Visiting The Tomb Of Ahmad Shah Massoud. The Mujahideen were painted as courageous and resilient freedom fighters as they defended their lands from the Soviet invaders in the 1980s. None were more lionized than Ahmad Shah Massoud. Massoud was an Afghan politician and a military commander who led the guerrilla resistance in the Panjshir Valley. And for many years after, Massoud battled the Taliban as they sought complete control of Afghanistan. Massoud and his Mujahideen preserved the independence of his lands from both the Soviets and the Taliban over two decades of war.
Massoud’s home, the Panjshir Valley, is only 93 miles (150 km) from the capital of Kabul. It is about a three-hour drive with the opportunity to pass by the vast Baghram US military base. Over 1,000,000 people make their home in the valley with Afghanistan’s largest population of ethnic Tajiks. Panjshir means Valley of the Five Lions and Massoud is known as the Lion of Panjshir. The Panjshir is a stable and secure area, compared to the rest of Afghanistan.
The Lion of Panjshir was heralded as a tenacious military commander but he was also a scholar. Massoud was schooled in France and was fluent in four languages. The CIA officers (as quoted by author Steve Coll in Ghost Wars) admired Massoud greatly. “They saw him as a Che Guevara figure, a great actor on history’s stage. Massoud was a poet, a military genius, a religious man, and a leader of enormous courage who defied death and accepted its inevitability, they thought. … In his house there were thousands of books: Persian poetry, histories of the Afghan war in multiple languages, biographies of other military and guerilla leaders. In their meetings Massoud wove sophisticated, measured references to Afghan history and global politics into his arguments. He was quiet, forceful, reserved, and full of dignity, but also light in spirit. The CIA team had gone into the Panshjir as unabashed admirers of Massoud. Now their convictions deepened.”
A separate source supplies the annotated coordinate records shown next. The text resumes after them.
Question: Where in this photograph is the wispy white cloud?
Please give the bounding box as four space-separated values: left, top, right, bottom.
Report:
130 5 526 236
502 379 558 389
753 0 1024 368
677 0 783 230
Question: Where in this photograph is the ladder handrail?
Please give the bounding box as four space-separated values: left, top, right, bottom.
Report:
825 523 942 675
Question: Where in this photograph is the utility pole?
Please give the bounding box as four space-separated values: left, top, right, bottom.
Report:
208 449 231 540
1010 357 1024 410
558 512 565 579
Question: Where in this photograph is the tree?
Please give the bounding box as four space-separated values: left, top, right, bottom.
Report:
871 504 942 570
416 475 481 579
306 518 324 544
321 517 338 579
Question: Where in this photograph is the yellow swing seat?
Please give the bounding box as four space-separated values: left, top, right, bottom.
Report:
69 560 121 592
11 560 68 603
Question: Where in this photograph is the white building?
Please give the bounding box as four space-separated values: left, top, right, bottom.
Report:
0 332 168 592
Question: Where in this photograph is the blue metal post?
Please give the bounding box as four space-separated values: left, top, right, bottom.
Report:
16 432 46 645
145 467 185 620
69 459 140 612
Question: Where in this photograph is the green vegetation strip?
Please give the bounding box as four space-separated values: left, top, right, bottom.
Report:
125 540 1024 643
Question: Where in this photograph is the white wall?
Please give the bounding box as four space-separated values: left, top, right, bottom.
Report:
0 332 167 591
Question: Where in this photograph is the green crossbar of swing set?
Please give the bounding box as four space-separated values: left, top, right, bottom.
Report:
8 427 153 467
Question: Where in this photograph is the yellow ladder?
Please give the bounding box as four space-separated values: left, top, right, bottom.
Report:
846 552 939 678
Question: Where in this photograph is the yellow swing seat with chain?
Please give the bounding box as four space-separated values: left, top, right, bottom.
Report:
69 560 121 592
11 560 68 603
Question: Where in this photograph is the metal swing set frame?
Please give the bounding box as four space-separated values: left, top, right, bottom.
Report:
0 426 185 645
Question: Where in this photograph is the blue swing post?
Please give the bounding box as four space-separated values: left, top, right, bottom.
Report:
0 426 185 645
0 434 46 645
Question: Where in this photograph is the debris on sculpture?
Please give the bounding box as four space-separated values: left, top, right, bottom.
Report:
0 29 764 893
The Lion was tragically assassinated on September 9, 2001. The assassination is thought to have been organized by Osama bin Laden in anticipation of the terror attacks on 9/11. Bin Laden killed Massoud to protect Bin Laden’s allies, the Taliban, and to ensure their cooperation as a continued protector with the anticipated future attack of the US after Bin Laden’s attack on the World Trade Center. The assassins deceptively posed as journalists hoping to interview Massoud. Upon meeting him, the assassins detonated a bomb hidden in their camera. Later that year, Afghan President Karzai awarded Massoud the title of “Hero of the Afghan Nation”.
On a cool, crisp autumn morning in November, our group of travelers departed our generic, guest house in Kabul. Our group of eight (six travelers and two guides) spread ourselves over three battered cars. The rationale was for our group to blend in, not to stick out in brand-new, black Land Rovers with tinted windows.
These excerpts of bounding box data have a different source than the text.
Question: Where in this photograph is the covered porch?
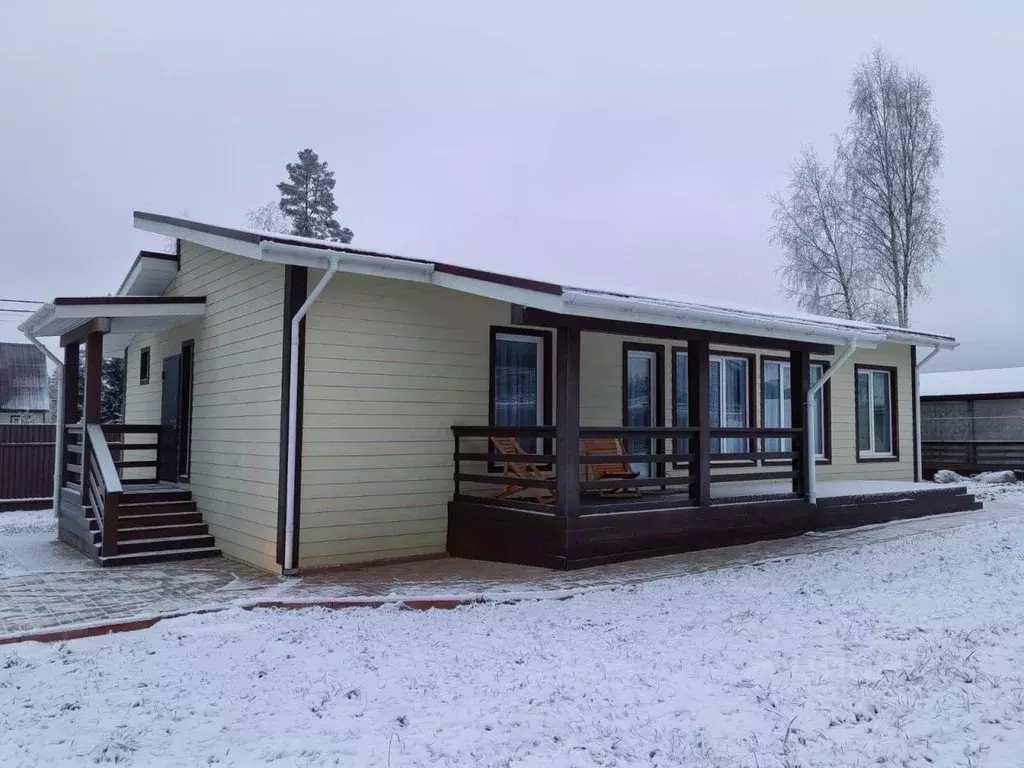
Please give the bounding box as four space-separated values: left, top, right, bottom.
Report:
447 307 980 568
22 296 217 565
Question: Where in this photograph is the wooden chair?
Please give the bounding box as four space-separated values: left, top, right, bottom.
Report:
580 437 640 499
490 437 555 504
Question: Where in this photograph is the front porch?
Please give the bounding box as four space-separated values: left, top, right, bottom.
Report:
447 309 981 569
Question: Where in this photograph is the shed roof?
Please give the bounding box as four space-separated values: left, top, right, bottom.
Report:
0 342 50 413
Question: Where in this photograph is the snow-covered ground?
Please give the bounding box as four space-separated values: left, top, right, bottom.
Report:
6 495 1024 768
I traveled with Untamed Borders, who specializes in challenging locales like Somalia, Yemen and Afghanistan. Untamed Borders was the sponsor of my adventure in Afghanistan. The traffic in Kabul is thick, overflowing with vehicles of every size. Smoke and fumes seem to continually waft into my car, making me wish for clean air
We exited the city and followed the road to Panjshir Valley. While there were less cars, the traffic was no better. The roads were not built for this slew of cars. We passed small villages, a tank graveyard, and military bases as we progressed to the valley.
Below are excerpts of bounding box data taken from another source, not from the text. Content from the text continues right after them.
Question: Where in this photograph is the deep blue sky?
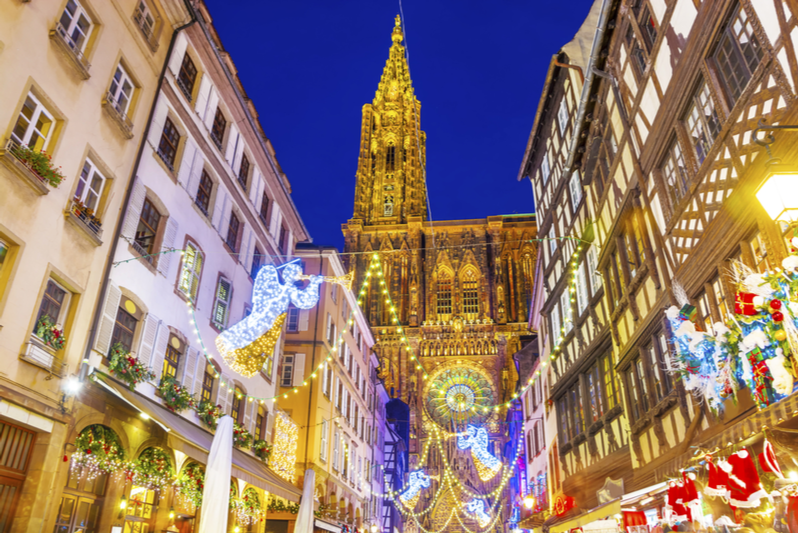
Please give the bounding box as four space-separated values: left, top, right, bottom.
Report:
206 0 592 249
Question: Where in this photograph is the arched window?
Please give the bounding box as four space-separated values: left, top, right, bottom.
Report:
461 268 480 320
436 270 453 320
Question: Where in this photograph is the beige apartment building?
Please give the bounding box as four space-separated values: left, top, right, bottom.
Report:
0 0 191 532
278 244 386 531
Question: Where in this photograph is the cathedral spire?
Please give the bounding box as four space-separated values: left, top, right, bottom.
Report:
353 15 427 225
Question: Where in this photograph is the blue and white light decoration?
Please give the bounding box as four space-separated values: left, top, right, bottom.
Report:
457 424 503 481
399 470 431 509
464 498 492 527
216 262 323 377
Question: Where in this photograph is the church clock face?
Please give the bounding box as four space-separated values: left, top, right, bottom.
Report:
425 366 494 430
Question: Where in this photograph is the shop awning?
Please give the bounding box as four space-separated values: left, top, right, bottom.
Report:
93 372 301 502
550 499 620 533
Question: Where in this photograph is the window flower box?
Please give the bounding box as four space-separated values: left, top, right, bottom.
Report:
50 22 92 80
64 198 103 246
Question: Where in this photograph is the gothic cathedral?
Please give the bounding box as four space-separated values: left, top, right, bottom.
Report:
342 17 537 524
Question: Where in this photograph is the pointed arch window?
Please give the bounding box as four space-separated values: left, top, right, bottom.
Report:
436 270 453 320
461 268 480 320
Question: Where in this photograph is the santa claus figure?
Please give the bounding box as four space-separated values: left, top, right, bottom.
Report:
719 449 768 509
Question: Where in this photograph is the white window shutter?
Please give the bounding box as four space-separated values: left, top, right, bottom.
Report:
292 353 306 387
138 313 159 366
194 74 212 115
158 216 180 277
147 94 169 150
211 189 228 231
202 87 219 131
150 322 169 383
122 177 147 241
94 282 122 356
178 137 197 189
181 346 198 386
169 32 189 77
225 124 241 164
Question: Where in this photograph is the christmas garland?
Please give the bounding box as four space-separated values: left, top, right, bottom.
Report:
175 463 206 508
666 256 798 411
197 401 222 429
253 439 272 463
233 422 253 448
71 424 129 478
158 376 196 413
108 343 156 390
131 448 175 490
36 315 67 350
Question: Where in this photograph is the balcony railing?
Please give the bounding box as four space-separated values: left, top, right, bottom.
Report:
50 22 92 80
103 92 133 139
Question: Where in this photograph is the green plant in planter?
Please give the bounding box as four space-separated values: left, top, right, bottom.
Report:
233 422 253 448
12 145 64 188
253 439 272 462
158 376 195 413
108 343 156 390
36 315 67 350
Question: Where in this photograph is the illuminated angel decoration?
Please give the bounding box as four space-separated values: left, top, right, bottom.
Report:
457 424 503 481
216 263 323 377
464 498 492 527
399 470 431 509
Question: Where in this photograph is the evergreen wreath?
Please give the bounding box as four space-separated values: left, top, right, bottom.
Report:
108 343 156 390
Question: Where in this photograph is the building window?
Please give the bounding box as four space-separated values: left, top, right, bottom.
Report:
211 277 231 329
75 159 106 216
158 117 181 171
57 0 92 52
225 211 239 253
258 192 269 224
133 0 155 41
569 170 583 213
436 271 453 320
200 365 216 402
250 246 264 279
194 169 214 216
178 242 203 302
133 198 161 263
713 6 764 107
278 224 289 255
11 93 54 152
108 64 133 116
178 54 197 102
111 306 137 353
34 279 69 327
461 269 480 319
286 306 300 333
211 107 228 150
281 353 294 387
238 154 250 191
683 81 720 163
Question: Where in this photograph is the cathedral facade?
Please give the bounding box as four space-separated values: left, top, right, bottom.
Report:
342 18 537 522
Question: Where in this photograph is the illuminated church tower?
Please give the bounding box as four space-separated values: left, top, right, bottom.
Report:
342 17 537 529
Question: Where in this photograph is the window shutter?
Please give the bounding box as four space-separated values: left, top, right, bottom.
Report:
150 324 169 383
225 124 241 164
94 282 122 356
190 354 208 394
169 32 189 76
194 74 212 116
202 87 219 131
292 353 306 387
178 137 197 187
139 313 159 366
122 177 147 241
147 94 169 150
181 346 197 386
We entered the mouth of the valley and we stopped at a military checkpoint. A group of soldiers with smiles looked over our passports, a bit surprised of our visit. The mountains provided a natural barrier for Massoud to protect his people. And this military checkpoint served the same purpose. These soldiers controlled who came in and out of the valley.
The road winded through the mountains and hugged the Panjshir River. We passed a handful of villages, one just a remnant after being destroyed by the Russians years ago. And occasionally, we noted the shell of a tank dotting the landscape. Portraits of Massoud are ubiquitous, his profile maybe the most well-known in all of Afghanistan. He is commemorated across the nation every September 9 on Massoud Day. Visiting The Tomb Of Ahmad Shah Massoud.